Finding potential agents:

Interview more than one agent. More than two, even. Three is a pretty solid number.

Talk to your friends and family to narrow down the list of potential agents. 42% of real estate transactions are handled through referrals, and most of us know at least one or two people who are involved in real estate.

Choose people you know, trust and most importantly, enjoy working with, to find the right referrals. Most people keep company with others who are like them, so if you are relying on your pushy but successful uncle to find your agent, you may find yourself working with a pushy agent.

During the interview:

Ask lots of questions about how they arrived at their numbers. One of the easiest ways for an agent to lock down a listing is by simply overinflating the price at which the home could sell. However, because an agent says so does not mean the market will agree. Make sure they can tell you exactly what factors contributed to their pricing estimate.

Be suspicious if you are wildly surprised by how much you are told your home is worth. High or low, again, it’s critical to know exactly what factors were involved in your estimate. There are many different ways to provide a market analysis; make sure your agent is using methods that make sense to you, because chances are, if they don’t make sense to you, they won’t make sense to the market or to the appraisers either, giving you greater odds that your closing will be at risk.

Get a solid grasp on their marketing plan for your home. There are many routes to take; if you feel they are missing an important avenue, ask about it. It could be that your market has greater success with some methods over others, or it could be that an agent is trying to cut corners to maximize profit. Either way, the interview is the time to clearly set your expectations to ensure a smooth and positive transaction for all parties.

Ask about the agent’s experience. It’s not necessarily a deal-breaker if your agent is newer to the industry (full disclosure – this is coming from me, a REALTOR® for just over 3 months), but it could be an issue if they don’t have a solid plan in place to work with more experienced agents to ensure you are in the best possible hands. Alternately, you may want to be wary of the agent who has been in the business for years but has no recent sales/listings to point towards. Above all else, ensure that the person you ultimately choose has the time and the ability to manage your listing.
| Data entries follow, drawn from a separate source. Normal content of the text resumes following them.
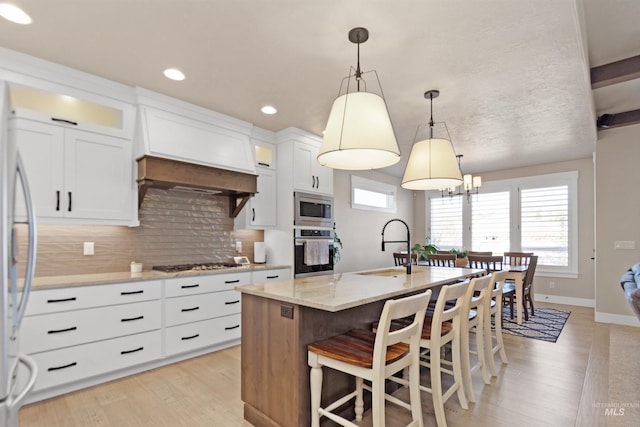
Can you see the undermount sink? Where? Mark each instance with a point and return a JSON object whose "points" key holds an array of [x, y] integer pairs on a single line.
{"points": [[387, 272]]}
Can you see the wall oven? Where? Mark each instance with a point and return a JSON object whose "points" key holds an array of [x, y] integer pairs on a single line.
{"points": [[313, 210], [313, 252]]}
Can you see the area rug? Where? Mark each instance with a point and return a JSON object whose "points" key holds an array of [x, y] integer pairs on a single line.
{"points": [[546, 325]]}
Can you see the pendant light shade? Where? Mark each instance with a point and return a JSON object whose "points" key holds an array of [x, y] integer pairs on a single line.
{"points": [[432, 164], [359, 134]]}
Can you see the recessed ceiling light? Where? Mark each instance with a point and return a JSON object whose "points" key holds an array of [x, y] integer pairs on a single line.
{"points": [[14, 14], [174, 74], [268, 109]]}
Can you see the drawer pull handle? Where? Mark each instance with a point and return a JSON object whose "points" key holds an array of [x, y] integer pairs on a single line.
{"points": [[57, 368], [130, 319], [132, 351], [57, 331], [50, 301], [190, 338]]}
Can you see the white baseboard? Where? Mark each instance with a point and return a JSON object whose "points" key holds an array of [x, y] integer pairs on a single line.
{"points": [[556, 299], [618, 319]]}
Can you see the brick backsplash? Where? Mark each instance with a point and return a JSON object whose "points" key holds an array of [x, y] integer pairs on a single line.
{"points": [[175, 227]]}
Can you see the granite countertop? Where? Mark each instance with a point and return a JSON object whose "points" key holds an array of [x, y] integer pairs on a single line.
{"points": [[342, 291], [50, 282]]}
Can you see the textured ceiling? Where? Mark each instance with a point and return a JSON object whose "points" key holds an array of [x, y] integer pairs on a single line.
{"points": [[513, 75]]}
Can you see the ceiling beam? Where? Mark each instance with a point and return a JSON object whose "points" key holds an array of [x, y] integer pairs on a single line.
{"points": [[626, 118], [615, 72]]}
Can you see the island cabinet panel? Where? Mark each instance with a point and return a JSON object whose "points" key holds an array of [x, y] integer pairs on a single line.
{"points": [[275, 374]]}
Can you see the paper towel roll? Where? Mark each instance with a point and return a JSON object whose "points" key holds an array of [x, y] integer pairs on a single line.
{"points": [[259, 255]]}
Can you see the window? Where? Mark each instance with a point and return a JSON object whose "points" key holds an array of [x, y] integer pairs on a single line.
{"points": [[533, 214], [372, 195]]}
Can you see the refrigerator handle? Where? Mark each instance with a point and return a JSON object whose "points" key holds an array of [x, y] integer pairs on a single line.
{"points": [[33, 241], [14, 403]]}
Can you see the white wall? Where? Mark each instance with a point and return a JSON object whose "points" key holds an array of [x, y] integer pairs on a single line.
{"points": [[360, 230]]}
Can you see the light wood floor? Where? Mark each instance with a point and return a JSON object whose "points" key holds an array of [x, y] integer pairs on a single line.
{"points": [[591, 368]]}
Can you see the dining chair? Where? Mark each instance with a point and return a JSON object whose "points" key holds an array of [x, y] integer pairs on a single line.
{"points": [[517, 258], [443, 329], [374, 357], [486, 262], [509, 291], [476, 306], [400, 258], [441, 260], [495, 311]]}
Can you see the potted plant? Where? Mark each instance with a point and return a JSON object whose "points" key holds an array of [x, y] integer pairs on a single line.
{"points": [[423, 250], [461, 257]]}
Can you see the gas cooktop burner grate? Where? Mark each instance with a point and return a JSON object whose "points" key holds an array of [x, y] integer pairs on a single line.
{"points": [[194, 267]]}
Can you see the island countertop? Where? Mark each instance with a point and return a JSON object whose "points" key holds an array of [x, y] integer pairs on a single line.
{"points": [[342, 291]]}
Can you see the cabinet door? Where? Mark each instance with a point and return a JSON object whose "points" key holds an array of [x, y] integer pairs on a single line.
{"points": [[42, 151], [263, 205], [98, 176]]}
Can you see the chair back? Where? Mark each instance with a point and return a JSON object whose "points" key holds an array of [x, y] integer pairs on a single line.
{"points": [[486, 262], [527, 282], [415, 307], [403, 259], [517, 258], [441, 260]]}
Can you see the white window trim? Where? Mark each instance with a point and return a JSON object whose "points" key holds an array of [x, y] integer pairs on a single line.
{"points": [[513, 185], [358, 182]]}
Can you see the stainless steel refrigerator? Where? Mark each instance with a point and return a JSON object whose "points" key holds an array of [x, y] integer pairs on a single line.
{"points": [[17, 371]]}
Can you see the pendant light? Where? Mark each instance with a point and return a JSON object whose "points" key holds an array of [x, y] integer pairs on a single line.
{"points": [[432, 163], [359, 134]]}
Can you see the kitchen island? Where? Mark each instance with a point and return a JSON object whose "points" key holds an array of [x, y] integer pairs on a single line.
{"points": [[279, 320]]}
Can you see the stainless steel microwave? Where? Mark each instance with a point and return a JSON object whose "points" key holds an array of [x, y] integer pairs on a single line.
{"points": [[313, 210]]}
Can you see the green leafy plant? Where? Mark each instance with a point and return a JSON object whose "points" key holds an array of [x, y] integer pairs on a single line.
{"points": [[337, 245], [423, 250]]}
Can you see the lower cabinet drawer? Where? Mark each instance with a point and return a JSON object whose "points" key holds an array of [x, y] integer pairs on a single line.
{"points": [[179, 339], [194, 308], [57, 330], [70, 364]]}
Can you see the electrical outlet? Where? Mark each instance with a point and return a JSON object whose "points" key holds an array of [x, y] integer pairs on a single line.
{"points": [[89, 248], [286, 311]]}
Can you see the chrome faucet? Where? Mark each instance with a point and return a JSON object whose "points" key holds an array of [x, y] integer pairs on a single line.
{"points": [[408, 241]]}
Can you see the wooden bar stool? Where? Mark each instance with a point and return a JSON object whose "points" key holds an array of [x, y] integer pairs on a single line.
{"points": [[495, 310], [373, 357]]}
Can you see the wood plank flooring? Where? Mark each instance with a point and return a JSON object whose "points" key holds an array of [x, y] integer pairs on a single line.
{"points": [[591, 368]]}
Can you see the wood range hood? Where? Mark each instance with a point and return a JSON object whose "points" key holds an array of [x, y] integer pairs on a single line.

Set up a communication plan. If you wish to be notified each time an inquiry comes in on your home, specify this up front. Or, if you’d prefer a synopsis twice a week, make sure you get your agent to agree. Be clear about your expectations during the interview and you will erase a great deal of stress from the sale right away.

Finally, take the time to investigate any claims made during the interview. If an agent states that their marketing strategy relies on a Twitter following of 1000+, take a look at their Twitter feed to see how many posts they make, how many followers they have, and whether people are engaging with the content. If print marketing is a big part of their strategy, ask to see samples of their ads. You want to be sure their style matches with the buyers you are looking to attract.

Having the right person for the job helps your home sell faster, and at the best possible price. Mastering the interview doesn’t have to be difficult. By following these steps, you’re ultimately protecting yourself from a six-month listing with an agent who may not be your home’s best match.